You hear lots about technology curves which talk about early adopters and how fast technology is changing our lives.
You hear far less about those who adopt technology and feel like they have just been thrown a curve ball. I am often reminded that many of us live on different planets sometimes when it comes to technology. Even those of us who have been immersed in technology can find our own comeuppance by stepping out of our fields of expertise.
Technology has been very good to me and my family, but we have bled on the leading edge many times.
Often advertising leads you to believe certain things are so easy that anyone can do it. We certainly played that theme well with the iMac when Apple brought simplicity in computers for the Internet to the world.

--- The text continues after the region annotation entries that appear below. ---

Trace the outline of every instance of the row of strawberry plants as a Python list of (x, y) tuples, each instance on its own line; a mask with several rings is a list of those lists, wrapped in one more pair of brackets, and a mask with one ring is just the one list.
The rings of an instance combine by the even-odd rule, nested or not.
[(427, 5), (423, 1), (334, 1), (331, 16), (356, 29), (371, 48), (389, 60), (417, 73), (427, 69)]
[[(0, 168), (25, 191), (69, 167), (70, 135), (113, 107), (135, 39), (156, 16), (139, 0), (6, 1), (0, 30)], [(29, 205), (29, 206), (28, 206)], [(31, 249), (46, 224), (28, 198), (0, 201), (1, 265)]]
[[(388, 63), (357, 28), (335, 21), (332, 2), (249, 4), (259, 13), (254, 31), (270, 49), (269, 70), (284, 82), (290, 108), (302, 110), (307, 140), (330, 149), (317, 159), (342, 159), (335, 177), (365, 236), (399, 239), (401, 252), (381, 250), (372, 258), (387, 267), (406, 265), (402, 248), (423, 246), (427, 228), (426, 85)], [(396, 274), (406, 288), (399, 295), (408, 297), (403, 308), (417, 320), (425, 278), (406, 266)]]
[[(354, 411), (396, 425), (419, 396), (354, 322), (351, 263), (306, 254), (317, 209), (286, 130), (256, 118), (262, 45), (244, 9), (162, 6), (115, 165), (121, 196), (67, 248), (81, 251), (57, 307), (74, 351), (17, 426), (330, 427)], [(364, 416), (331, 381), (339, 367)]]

The original iMac was introduced just over 15 years ago on August 15, 1998. I was an Apple manager at the time, and I still remember the challenge of standing in front of a room of high level customers and answering questions after the product introduction. The problem was that the only information that I had was what I had just gleaned from the same video feed that the customers had watched with me. It was one of those think on your feet times that often defined my career at Apple.
One of the key pieces of advertising that supported the iMac introduction was an ad that tried to have you believe that hooking up to the Internet was so easy that even a young boy and his dog could handle the task faster than a older man and his PC.
I have my doubts as to how accurate the commercial was then. I also feel like connecting to the Internet is one of the biggest technology curves balls that is out there. There are plenty of television commercials that promise how easy it is to connect to the Internet. What they do not tell you is how flaky or difficult it can be sometimes to keep that simple connection going.
Over the years we have hooked to the Internet with everything including modems, line of sight towers, DSL, cable modems, and even fiber if you count my son's (and older daughter's) FIOS connection. Once the connection got to the house, there have also been a fair number of permutations from low speed AppleTalk to Ethernet and a variety of wireless and even technology over power lines. I cannot even count how many times I have reset cable modems and/or replaced or reset wireless devices and routers.
A lot of this is simpler if you have only had one computer at a time over the years. As a family consumed by technology, I doubt we have been in that situation since 1982 when we got our first Apple II+ about eleven years before we first connected to the Internet in baby steps.
Things are very different in 2013 and our creaky way of connecting to the Internet is showing strains of not being able to handle our needs. Few families just have one device that connects to the Internet. I work from home and the small broadband connection we get through our cable modem is barely adequate on good days. When there is a holiday or storm day in the winter and all those neighborhood tablets and smartphones start connecting, I notice the difference.
I work for a company, WideOpen Networks, that believes fiber to the home, FTTH, is a key technology for our future. I wish I could flip a switch and have a true big broadband connection like my friend Garnet in the fiber friendly world of Chattanooga, Tenessee. Actually Wilson, North Carolina is doing the same with their fiber city, but the brilliant folks in the North Carolina legislature have been bought off by Time Warner Cable and have passed a law making it much more difficult for other communities to follow suit. Why is it that we always get the short end of the stick when government tries to "help private enterprise" instead of make certain that the people who elected them get taken care of first.
To see where your state falls in the critical category of broadband, check out this chart. The next time you talk to one of your legislators ask him or her why the cable company has their hand in his or her pocket?
If we do not turn our little broadband into big broadband soon, we might have swung and missed at the ultimate technology curve ball while much of the rest of the world hits home runs.
I would rather the picture at the top of the post represent the sunset marking the end of the cable and phone companies's power over our Internet connectivity than the end of our country's leadership with the Internet.